New York Federal Criminal Practice Blog
July 2, 2008

SDNY Judge Denies Request to Modify Terms of Probationary Sentence

In United States v. Collotta, 07 cr 143 (VM), 2008 WL 2434113 (S.D.N.Y. June 16, 2008), Judge Marrero denied a defendant's request for modification of her terms of probation (though some might prefer to subtitle this "quit while you're ahead"). The case is interesting less for its immediate conclusion, than for its description of the generous and creative sentence originally imposed.
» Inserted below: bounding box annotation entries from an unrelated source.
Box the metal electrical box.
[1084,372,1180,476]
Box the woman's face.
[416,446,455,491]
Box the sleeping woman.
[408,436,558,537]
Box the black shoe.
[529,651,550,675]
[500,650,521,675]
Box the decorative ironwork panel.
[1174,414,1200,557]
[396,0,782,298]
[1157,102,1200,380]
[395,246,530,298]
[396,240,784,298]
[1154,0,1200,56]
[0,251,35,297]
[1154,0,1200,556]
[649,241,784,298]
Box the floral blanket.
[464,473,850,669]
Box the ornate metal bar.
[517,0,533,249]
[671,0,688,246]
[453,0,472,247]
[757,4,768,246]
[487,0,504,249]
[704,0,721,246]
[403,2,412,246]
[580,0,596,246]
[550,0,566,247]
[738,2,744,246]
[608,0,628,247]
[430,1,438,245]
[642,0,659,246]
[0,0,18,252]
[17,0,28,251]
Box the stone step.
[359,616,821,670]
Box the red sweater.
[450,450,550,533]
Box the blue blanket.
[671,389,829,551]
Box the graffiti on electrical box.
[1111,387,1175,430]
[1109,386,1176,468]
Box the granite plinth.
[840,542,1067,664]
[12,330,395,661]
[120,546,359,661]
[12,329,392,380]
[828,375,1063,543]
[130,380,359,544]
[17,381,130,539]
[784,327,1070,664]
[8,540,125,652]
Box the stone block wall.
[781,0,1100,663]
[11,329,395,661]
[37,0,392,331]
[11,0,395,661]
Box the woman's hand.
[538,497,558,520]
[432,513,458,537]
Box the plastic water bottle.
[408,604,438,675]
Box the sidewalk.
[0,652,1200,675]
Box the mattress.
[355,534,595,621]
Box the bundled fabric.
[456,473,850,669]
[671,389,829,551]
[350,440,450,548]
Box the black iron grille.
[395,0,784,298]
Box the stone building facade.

Collotta pled guilty to insider trading and securities fraud, arising out of her role in using her position in the global compliance division of Morgan Stanley to misappropriate confidential information for use in an insider training scheme.  Her stipulated guideline range was 12 to 18 months.  The court departed downwards to four years probation, "including six months of home confinement and 60 days of intermittent confinement during nights, weekends or other periods of time to be arranged by mutual agreement with the Bureau of Prisons."  The departure was mainly due to Collotta's (co-defendant) husband's serious medical condition, which required constant medical care and attention.  The court, however, felt that intermittent custody was appropriate because "some period of incarceration was necessary to adequately reflect other proper objectives of sentencing."

At issue in this decision was the defendant's request to convert the 60 days in custody to an additional 60 days home confinement.  The court denied the request, pointing out that Collotta has not presented "any new and unforeseen circumstances," which are required under Second Circuit law for a modification of probation conditions.  It appears that she cited her husband's medical needs as grounds for her motion, but the court said it had "fully [taken] into account Collotta's need to care for her husband."

It should be noted that intermittent custody - to the extent a sentencing judge feels custody is necessary at all - may also be an appropriate sentence for a defendant with serious medical needs, which we all know (apart from the Second Circuit) may not be adequately addressed by the Bureau of Prisons.